Caveat: Concurrent index creation takes longer and cannot run inside a transaction. If it fails partway through, you'll have an invalid index that needs to be dropped.

When NOT to Use Indexes

Indexes aren't free. They come with tradeoffs:

  • Write overhead: Every INSERT, UPDATE, and DELETE must also update the index
  • Storage space: Indexes consume disk space (sometimes significant)
  • Maintenance: Indexes can become bloated and need periodic maintenance

Skip indexes when:

  • The table is small (under ~10,000 rows)—sequential scan is often faster
  • The column has very low cardinality (e.g., a boolean or status with 3 values)
  • The table is write-heavy and rarely queried
  • You're selecting most of the table anyway

Checking Index Usage

Use EXPLAIN to see if your query uses an index:

SQL
EXPLAIN SELECT * FROM users WHERE email = 'alice@example.com';

-- With index (good):
-- Index Scan using idx_users_email on users
--   Index Cond: (email = 'alice@example.com')

-- Without index (slow):
-- Seq Scan on users
--   Filter: (email = 'alice@example.com')

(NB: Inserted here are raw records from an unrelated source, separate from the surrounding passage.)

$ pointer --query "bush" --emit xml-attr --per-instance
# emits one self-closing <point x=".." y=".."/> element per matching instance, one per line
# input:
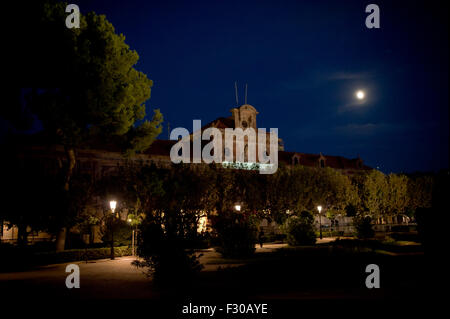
<point x="122" y="233"/>
<point x="300" y="229"/>
<point x="423" y="216"/>
<point x="169" y="262"/>
<point x="363" y="226"/>
<point x="236" y="235"/>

Check which indexes exist and their sizes:

SQL
SELECT
    indexname,
    indexdef,
    pg_size_pretty(pg_relation_size(indexname::regclass)) as size
FROM pg_indexes
WHERE tablename = 'users';

Quick Reference

| Command | Description | |---------|-------------| | CREATE INDEX name ON table (col) | Create a B-tree index | | CREATE UNIQUE INDEX ... | Create index that enforces uniqueness | | CREATE INDEX ... USING gin | Create GIN index for arrays/JSONB | | CREATE INDEX ... WHERE condition | Create partial index | | CREATE INDEX CONCURRENTLY ... | Create without locking table | | DROP INDEX name | Remove an index | | REINDEX INDEX name | Rebuild a corrupted/bloated index |

Summary

Indexes are one of the most powerful tools for query optimization. Start with B-tree indexes on columns you frequently filter or sort by, use EXPLAIN to verify they're being used, and remember that the best index is one that matches your actual query patterns.

When in doubt, measure. A query that takes 500ms without an index might take 2ms with one—but an unnecessary index just wastes space and slows down writes.